With Rua Tipoki and Rico Gear the latest All Blacks to sign up to play out their remaining rugby days at an English club, rumblings from both sides of the globe continue apace about the plundering of southern hemisphere players by British and French rugby clubs who, even though often produce average and ordinary rugby styles, can lure with the big money.
Worries can be seen by both sides with the All Blacks' plummeting first fifteen stocks taking a nose dive as a main cause of concern for the future of their winning record. In England too, the induction of foreign imports into their club teams mean that with a bulky ex-All Black lumbering centre stage, there is no room for fresh local talent to rise through the ranks.
In this day and age it is normal for every New Zealander under the age of 35 with even a mild sense of adventure to get out of antipodean isolation and explore the big bad world. Add to this they are being offered the kind of money that the average Kiwi can only attain by winning lotto, and you have a no-brainer situation on why these players are tempted to leave and enjoy a different experience (not to mention a few warm ales in some of the finest country pubs in the world).

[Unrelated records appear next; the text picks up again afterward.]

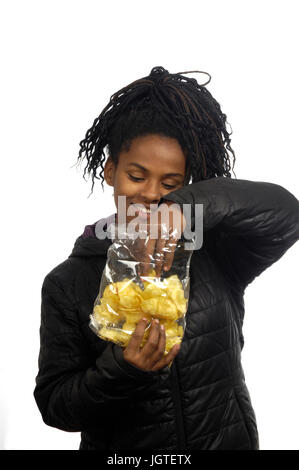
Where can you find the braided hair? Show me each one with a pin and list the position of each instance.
(170, 105)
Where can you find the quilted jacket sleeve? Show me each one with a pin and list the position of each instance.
(73, 391)
(247, 225)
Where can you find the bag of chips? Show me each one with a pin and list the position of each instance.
(131, 290)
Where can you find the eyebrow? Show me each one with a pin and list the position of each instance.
(144, 169)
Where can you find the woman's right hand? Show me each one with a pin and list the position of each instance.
(151, 357)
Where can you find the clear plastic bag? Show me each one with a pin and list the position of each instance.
(130, 290)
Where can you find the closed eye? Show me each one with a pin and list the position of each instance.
(134, 178)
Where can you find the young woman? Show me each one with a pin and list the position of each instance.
(167, 142)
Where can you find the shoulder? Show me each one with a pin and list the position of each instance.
(74, 273)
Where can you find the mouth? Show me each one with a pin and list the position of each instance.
(142, 211)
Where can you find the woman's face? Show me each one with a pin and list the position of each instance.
(152, 167)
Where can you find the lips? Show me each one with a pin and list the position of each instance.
(143, 210)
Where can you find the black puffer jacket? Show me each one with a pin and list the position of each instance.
(202, 402)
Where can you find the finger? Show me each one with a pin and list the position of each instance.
(169, 252)
(152, 342)
(137, 336)
(162, 343)
(148, 255)
(166, 360)
(159, 256)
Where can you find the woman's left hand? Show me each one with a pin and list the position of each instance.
(160, 247)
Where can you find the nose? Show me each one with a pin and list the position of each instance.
(151, 192)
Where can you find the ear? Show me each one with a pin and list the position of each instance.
(109, 170)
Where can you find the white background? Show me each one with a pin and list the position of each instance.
(60, 63)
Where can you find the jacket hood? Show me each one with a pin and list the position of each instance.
(88, 244)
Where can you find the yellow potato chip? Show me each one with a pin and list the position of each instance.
(171, 341)
(150, 306)
(166, 309)
(153, 290)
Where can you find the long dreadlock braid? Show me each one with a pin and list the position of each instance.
(171, 105)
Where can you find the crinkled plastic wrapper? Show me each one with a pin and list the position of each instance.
(130, 290)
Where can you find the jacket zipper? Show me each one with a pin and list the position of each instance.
(178, 407)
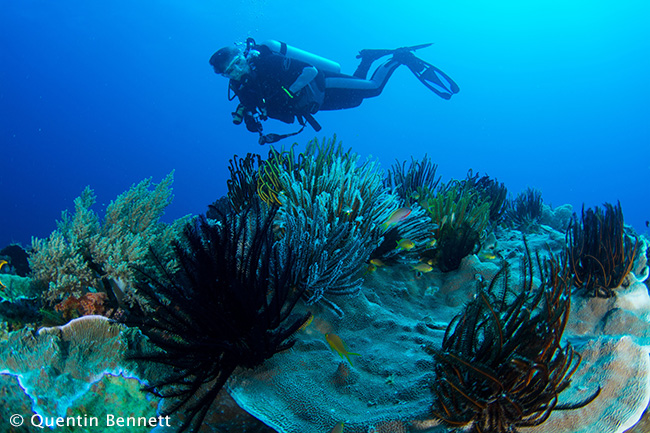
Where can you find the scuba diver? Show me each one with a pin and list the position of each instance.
(277, 81)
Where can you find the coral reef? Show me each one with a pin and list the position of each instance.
(243, 180)
(419, 180)
(491, 191)
(601, 254)
(525, 211)
(461, 217)
(229, 306)
(84, 256)
(333, 208)
(501, 365)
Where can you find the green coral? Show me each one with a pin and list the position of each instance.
(461, 217)
(83, 255)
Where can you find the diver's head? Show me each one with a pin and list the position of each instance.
(230, 62)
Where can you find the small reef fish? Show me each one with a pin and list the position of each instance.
(370, 269)
(405, 244)
(339, 346)
(422, 267)
(486, 255)
(397, 216)
(2, 263)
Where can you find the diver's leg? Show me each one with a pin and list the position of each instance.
(344, 91)
(368, 57)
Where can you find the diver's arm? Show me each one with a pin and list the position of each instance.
(305, 77)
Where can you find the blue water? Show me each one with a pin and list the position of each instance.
(554, 95)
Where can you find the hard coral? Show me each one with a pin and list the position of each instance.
(501, 365)
(229, 306)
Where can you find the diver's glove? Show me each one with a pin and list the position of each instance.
(238, 114)
(284, 99)
(252, 121)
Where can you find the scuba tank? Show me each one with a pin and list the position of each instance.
(321, 63)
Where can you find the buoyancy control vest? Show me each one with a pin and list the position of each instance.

But New Zealand rugby (for now) is not the real loser in this situation. The British youngsters whose places are stolen by aging international players who have been paid the big money by these English clubs are the ones that miss out. And of course, the English rugby team. With the pig-headed English club bosses refusing to foster local talent or – when it is fostered – refusing to release their players for international duties, it is no small wonder England have fallen so dramatically from grace since their 2003 World cup winning campaign - just proving again that greed is not good and it certainly doesn't make for good rugby either.